The older ones have average pore size ranging from 3 µm, down to 10 nm and are used to determine the size of many viruses.
Modern membrane filter or millipore filters are made of cellulose acetate and are composed of two layers, a basal layer with pores of 3-5 µm and an upper layer with pores of 0.5 – 1.0 µm. The upper filter retains bacteria especially Serratia marcescens. They withstand sterilisation for 35—45 minutes at 121°C. These are the most commonly used ones.
Technique of Filtration:
Since fluids do not pass through filters by gravity, a positive or negative pressure is to be applied.

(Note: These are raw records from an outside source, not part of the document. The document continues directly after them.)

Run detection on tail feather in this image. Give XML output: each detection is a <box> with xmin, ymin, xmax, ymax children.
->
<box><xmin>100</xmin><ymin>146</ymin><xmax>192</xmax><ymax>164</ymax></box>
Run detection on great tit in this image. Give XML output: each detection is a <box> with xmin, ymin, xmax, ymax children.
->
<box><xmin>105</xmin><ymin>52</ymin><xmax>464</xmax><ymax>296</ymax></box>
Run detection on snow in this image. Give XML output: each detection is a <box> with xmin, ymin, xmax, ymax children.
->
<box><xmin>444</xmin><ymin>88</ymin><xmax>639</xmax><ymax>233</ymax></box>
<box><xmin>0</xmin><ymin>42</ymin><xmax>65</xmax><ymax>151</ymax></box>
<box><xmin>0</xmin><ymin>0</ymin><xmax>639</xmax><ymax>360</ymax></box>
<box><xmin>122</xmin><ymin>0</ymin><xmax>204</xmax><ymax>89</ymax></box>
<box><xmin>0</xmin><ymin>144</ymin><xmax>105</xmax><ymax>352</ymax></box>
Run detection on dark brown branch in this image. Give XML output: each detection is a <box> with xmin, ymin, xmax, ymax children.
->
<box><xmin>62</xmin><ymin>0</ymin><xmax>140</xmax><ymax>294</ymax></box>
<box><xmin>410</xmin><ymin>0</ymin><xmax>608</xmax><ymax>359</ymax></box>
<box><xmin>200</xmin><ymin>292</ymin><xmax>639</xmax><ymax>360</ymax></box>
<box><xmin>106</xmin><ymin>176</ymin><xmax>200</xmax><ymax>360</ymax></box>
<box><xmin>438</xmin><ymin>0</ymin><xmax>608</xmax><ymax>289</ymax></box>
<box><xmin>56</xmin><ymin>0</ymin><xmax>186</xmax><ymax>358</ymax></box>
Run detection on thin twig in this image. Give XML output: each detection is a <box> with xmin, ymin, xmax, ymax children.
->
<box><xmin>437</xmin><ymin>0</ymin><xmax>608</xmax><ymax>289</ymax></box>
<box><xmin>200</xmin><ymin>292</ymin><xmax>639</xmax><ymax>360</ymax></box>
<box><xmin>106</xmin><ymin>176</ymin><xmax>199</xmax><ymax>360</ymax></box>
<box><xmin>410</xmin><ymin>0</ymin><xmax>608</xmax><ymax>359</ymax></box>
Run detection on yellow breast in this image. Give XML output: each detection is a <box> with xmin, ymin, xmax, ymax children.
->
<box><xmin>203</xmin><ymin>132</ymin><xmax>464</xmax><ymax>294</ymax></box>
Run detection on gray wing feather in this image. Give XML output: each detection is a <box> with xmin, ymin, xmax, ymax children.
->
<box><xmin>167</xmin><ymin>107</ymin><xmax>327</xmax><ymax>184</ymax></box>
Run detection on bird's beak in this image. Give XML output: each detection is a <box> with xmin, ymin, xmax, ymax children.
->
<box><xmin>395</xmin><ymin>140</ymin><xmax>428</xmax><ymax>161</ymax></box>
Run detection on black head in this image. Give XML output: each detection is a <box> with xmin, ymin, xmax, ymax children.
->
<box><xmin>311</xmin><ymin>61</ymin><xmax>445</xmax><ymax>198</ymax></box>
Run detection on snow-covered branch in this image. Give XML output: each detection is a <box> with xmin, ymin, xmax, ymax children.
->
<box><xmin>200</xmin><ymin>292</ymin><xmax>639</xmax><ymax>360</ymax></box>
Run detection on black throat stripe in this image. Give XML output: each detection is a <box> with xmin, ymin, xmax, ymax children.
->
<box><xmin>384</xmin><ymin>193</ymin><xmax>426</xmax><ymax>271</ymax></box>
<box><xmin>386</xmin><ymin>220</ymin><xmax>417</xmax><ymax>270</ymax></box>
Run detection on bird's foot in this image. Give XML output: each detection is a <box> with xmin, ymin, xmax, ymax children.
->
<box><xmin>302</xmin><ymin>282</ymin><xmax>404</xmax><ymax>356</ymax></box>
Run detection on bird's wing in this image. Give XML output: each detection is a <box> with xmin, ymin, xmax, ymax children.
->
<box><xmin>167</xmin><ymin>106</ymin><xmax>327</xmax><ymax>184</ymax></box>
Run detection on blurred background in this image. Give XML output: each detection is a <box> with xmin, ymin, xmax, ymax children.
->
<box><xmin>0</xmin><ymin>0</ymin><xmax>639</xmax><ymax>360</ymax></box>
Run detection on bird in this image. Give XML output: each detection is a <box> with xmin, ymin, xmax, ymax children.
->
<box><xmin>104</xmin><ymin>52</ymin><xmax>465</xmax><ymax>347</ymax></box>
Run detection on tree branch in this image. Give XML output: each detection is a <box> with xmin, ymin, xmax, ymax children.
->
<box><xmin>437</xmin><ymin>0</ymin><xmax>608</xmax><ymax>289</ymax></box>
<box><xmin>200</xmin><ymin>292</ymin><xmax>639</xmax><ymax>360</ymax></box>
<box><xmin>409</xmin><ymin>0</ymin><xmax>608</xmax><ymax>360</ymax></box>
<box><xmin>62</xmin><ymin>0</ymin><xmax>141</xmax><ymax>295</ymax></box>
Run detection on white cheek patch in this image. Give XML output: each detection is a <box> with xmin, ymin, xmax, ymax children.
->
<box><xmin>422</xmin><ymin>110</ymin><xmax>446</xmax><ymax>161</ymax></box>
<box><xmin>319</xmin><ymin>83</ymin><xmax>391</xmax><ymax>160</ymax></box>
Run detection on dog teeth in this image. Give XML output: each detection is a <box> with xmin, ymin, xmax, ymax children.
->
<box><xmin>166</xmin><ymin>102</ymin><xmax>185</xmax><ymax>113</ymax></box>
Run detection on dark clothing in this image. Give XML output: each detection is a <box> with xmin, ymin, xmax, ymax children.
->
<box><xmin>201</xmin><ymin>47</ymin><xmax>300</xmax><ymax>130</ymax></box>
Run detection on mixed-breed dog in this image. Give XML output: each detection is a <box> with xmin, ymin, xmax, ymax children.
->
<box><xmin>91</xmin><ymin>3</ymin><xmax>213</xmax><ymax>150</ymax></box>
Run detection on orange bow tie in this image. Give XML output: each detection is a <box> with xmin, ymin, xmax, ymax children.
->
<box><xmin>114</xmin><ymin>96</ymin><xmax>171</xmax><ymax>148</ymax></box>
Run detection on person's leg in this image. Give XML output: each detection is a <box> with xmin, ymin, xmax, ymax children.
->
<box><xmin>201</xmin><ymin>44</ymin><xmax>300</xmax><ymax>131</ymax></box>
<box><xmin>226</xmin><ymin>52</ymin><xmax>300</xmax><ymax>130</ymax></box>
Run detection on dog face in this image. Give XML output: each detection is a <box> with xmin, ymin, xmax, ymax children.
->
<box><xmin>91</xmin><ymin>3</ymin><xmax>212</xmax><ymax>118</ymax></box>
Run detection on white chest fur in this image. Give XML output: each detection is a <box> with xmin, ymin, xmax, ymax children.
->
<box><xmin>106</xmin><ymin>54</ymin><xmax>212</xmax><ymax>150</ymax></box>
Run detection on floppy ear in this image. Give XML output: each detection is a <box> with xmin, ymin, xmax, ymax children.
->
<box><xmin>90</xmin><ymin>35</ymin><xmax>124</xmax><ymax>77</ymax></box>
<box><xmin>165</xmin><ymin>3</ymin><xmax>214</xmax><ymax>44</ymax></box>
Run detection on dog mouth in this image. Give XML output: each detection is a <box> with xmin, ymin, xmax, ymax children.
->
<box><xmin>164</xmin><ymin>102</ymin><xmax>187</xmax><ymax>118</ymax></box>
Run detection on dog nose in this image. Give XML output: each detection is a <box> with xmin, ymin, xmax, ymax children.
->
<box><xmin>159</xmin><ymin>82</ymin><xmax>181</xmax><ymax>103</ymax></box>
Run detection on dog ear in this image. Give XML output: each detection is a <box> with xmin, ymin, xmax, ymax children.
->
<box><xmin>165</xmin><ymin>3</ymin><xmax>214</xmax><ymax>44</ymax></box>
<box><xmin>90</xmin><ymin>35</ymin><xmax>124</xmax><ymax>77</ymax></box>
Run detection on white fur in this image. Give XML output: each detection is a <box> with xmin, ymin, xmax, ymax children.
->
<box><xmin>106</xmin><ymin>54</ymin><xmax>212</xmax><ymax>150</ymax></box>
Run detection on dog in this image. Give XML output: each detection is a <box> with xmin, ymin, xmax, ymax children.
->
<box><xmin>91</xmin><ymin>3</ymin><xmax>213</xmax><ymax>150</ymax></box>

Suction is the most convenient method. The fluid drawn from the filter falls into a sterile thick conical flask with a side arm. A similar flask should be included distilled in the vacuum line to prevent back flowing and contamination. Positive pressure is generally applied. If negative pressure is applied, start with a small pressure, gradually increase to 100-200 mm of mercury.
Method # 7. Chemical Sterilisation:
Volatile disinfectants like chloroform are used for sterilisation and preservation of serum for culture media.
Disinfectants of the phenol group—lysol and cresol are powerful disinfectants for disinfecting surgical instruments and discarded cultures.
Formaldehyde kills all bacteria and spores.
Ethylene oxide is a gaseous disinfectant used for sterilising articles labile to damage by heat, e.g. plastic and rubber.
Method # 8. Pasteurisation:
This method was invented by Louis Pasteur to destroy microorganisms in wine and beer. Now it is more popularly used in food and beverage industries. The material is subjected to 62°C for 30 minutes followed by rapid cooling to 10°C or exposed to 71.1°C for 15-17 seconds.